Bayle reprochait à Moréri d’ignorer la parution des Commentarii di Traiano Boccalini Romano sopra Cornelio Tacito, come sono stati lasciati dall’ Autore. Opera non ancora stampata et grandemente desiderata da tutti li Virtuosi [Commentaires du Romain Traiano Boccalini sur Tacite, comme l’auteur les a laissés. Ouvrage qui n’avait pas encore été imprimé et que tous les gens vertueux désiraient] (Cosmopolis, Giovanni Battista della Piazza [Amsterdam, Blaeu, ou Genève, Tournes], 1677, in‑4o).
Additions et remarques du P. de Vitry
(1702-1703, v. note [12] des Préfaces), page 194 :
« Ces commentaires de Boccalin sur Tacite, après bien des aventures, ont été enfin imprimés, et les libraires de Genève en ont déjà donné deux éditions. » {a}
- « M. Bayle, Diction. critiq., t. 1 » (note de Vitry) : renvoi à la note C de cet ouvrage, pages 620‑621, qui attribue à Gregorio Leti (v. note [1], lettre 943) l’édition de La Bilancia politica di tutte le opere di Traianno Boccalini parte seconda, nella quale si comprendono le Osservationi et considerationi politiche sopra il primo libro delle Storie di Cornelio Tacito, et sopra la Vita di Giulio Agricola scritta dal medesimo Auttore.
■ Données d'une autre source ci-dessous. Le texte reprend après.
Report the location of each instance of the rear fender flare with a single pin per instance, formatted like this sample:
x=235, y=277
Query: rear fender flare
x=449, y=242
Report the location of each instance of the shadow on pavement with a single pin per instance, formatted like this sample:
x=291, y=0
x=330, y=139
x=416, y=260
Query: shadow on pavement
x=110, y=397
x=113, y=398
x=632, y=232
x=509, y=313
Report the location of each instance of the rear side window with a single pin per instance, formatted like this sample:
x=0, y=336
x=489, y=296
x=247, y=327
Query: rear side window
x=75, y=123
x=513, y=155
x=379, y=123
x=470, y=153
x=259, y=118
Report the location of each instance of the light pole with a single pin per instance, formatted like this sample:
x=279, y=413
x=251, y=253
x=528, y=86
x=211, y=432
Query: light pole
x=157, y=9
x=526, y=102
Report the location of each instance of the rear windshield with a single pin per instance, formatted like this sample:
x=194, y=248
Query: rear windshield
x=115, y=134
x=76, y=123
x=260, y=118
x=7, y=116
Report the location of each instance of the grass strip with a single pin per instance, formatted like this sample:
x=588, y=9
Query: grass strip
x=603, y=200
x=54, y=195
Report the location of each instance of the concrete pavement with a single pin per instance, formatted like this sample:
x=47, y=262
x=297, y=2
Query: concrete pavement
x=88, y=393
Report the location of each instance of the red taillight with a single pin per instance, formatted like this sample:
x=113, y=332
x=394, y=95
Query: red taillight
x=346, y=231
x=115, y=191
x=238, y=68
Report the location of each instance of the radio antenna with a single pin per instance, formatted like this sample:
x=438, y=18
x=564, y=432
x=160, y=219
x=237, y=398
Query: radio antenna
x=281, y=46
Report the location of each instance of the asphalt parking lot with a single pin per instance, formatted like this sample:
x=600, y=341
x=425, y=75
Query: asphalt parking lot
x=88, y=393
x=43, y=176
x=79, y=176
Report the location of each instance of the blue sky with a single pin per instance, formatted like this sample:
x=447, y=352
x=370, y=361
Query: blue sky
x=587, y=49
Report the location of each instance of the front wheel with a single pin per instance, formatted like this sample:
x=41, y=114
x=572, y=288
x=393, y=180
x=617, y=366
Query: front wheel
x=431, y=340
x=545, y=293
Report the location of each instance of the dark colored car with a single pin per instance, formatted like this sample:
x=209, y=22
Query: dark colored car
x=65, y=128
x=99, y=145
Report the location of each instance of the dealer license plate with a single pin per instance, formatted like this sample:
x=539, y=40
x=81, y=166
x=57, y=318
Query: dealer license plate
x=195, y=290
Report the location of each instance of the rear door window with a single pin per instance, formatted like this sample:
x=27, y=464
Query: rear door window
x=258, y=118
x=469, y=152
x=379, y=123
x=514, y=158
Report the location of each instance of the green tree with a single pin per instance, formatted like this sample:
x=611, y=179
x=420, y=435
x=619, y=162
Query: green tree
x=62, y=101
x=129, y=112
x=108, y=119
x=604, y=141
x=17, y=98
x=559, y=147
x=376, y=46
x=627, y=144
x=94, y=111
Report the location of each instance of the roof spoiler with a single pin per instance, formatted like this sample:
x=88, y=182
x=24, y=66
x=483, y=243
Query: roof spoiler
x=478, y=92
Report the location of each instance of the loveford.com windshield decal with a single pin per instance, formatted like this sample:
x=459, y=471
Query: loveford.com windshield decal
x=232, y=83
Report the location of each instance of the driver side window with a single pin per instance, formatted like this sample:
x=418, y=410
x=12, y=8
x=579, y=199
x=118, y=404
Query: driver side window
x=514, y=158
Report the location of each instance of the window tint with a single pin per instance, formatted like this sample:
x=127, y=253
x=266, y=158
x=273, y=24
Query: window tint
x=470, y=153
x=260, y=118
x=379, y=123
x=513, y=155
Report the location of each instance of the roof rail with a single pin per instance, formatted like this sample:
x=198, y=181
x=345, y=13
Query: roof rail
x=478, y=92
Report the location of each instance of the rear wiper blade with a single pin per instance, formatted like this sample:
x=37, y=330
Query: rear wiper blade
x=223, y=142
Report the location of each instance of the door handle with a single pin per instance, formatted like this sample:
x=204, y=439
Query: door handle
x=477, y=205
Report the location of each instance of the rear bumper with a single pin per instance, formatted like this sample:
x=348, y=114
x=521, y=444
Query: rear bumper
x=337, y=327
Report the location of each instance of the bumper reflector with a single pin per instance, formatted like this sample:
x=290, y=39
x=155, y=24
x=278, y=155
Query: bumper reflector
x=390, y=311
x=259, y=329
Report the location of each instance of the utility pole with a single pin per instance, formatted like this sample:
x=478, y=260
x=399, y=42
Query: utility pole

Il tutto illustrato da gli avvertimenti del Cavalier Ludovico [sic] Du May [La Balance politique de toutes les œuvres de Traianno Boccalini : seconde partie contenant les Observations et commentaires politiques sur le premier livre de l’Histoire de Corneille Tacite et sur la Vie de Julius Agricola, du même auteur. Le tout est éclairé par les annotations du chevalier Lodovico Du May] (Castellana, Giovanni Hermanno Widerhold, 1678, in‑4o).
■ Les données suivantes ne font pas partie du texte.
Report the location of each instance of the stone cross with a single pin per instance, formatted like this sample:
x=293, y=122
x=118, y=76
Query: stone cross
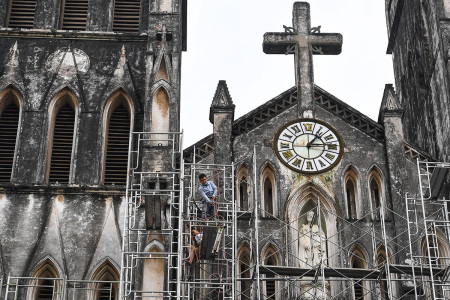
x=303, y=42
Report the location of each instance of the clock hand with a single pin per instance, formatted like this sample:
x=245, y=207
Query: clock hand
x=315, y=138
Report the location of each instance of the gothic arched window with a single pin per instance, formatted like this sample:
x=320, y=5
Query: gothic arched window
x=358, y=260
x=376, y=188
x=21, y=14
x=49, y=287
x=160, y=117
x=242, y=188
x=268, y=191
x=74, y=14
x=351, y=193
x=9, y=123
x=126, y=15
x=117, y=136
x=105, y=284
x=381, y=260
x=63, y=112
x=270, y=258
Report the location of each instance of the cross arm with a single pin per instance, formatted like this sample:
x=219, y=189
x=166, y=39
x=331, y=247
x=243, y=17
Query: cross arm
x=277, y=43
x=330, y=43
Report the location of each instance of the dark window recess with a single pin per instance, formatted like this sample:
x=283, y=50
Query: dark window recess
x=46, y=290
x=21, y=13
x=106, y=291
x=245, y=285
x=62, y=146
x=126, y=15
x=75, y=15
x=117, y=147
x=9, y=120
x=268, y=197
x=270, y=284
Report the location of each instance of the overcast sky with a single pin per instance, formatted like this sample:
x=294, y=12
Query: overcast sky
x=225, y=43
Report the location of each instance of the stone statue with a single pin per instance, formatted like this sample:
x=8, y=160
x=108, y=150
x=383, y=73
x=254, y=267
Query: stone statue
x=312, y=244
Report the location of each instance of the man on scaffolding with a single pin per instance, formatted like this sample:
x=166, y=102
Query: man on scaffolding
x=208, y=191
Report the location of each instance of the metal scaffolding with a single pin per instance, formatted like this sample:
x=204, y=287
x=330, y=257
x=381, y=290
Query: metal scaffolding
x=429, y=233
x=153, y=211
x=334, y=268
x=206, y=272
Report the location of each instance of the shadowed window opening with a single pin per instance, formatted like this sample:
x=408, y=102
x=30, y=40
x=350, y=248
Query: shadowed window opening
x=21, y=14
x=9, y=121
x=75, y=15
x=62, y=145
x=117, y=147
x=126, y=15
x=351, y=203
x=268, y=196
x=243, y=194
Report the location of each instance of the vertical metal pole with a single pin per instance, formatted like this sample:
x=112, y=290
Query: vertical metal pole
x=255, y=206
x=125, y=221
x=410, y=247
x=322, y=269
x=180, y=225
x=234, y=237
x=383, y=229
x=430, y=265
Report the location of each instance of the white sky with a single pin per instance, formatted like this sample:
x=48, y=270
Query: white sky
x=225, y=43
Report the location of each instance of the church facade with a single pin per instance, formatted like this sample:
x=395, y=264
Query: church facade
x=320, y=191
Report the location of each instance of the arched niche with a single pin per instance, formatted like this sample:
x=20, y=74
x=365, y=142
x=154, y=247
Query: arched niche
x=10, y=120
x=105, y=282
x=358, y=260
x=46, y=282
x=153, y=279
x=63, y=116
x=376, y=190
x=243, y=188
x=303, y=198
x=269, y=192
x=160, y=117
x=244, y=270
x=382, y=255
x=118, y=120
x=352, y=193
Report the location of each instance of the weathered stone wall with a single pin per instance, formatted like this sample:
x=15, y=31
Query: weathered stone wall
x=419, y=49
x=78, y=226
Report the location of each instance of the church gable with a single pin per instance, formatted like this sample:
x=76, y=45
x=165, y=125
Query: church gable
x=282, y=103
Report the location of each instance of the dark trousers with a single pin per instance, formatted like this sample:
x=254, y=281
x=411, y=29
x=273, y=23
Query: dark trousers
x=207, y=210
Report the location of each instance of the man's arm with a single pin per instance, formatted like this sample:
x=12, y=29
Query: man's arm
x=202, y=193
x=214, y=189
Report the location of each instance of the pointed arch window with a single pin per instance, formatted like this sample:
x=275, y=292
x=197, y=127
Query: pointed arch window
x=126, y=15
x=21, y=14
x=160, y=117
x=351, y=193
x=61, y=138
x=268, y=191
x=381, y=260
x=153, y=279
x=9, y=123
x=270, y=258
x=49, y=287
x=105, y=284
x=376, y=188
x=359, y=260
x=243, y=188
x=74, y=16
x=117, y=135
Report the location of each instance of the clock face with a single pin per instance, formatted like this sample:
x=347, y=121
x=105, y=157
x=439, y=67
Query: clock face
x=308, y=146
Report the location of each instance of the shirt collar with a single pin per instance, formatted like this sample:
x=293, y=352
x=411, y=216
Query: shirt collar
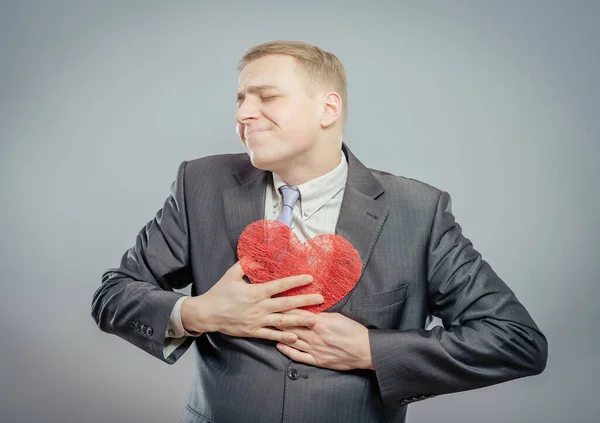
x=316, y=192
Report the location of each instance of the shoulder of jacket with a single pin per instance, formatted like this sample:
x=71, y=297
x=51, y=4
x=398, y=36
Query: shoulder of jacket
x=392, y=182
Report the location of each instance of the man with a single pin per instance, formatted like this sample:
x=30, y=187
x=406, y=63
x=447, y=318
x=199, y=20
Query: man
x=264, y=359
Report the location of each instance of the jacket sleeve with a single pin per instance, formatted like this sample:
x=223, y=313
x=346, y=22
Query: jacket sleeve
x=487, y=336
x=135, y=300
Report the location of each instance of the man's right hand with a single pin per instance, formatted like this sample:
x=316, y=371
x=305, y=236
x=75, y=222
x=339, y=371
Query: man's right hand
x=237, y=308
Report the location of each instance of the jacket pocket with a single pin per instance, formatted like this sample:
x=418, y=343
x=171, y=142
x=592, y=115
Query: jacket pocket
x=378, y=311
x=382, y=299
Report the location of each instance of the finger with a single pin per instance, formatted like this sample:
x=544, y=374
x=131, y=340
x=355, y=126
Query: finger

Castellana pourrait être la ville de Civita Castellana dans le Latium, mais c’est plus sûrement un faux nom de Genève, où (ou près d’où) l’imprimeur Johann Hermann Widerhold a œuvré de 1674 à sa mort, en 1683 ; il était châtelain (castellanus) de Duillier, près de Nyon dans le Pays de Vaud.
Bien que je n’en aie pas trouvé de solide confirmation ailleurs, Bayle semblait tenir Du May pour un pseudonyme de Leti, peu désireux qu’on lui attribue les audaces impies que contiennent ses notes sur cet ouvrage, que les critiques ont dites bien pires que celles de Boccalini.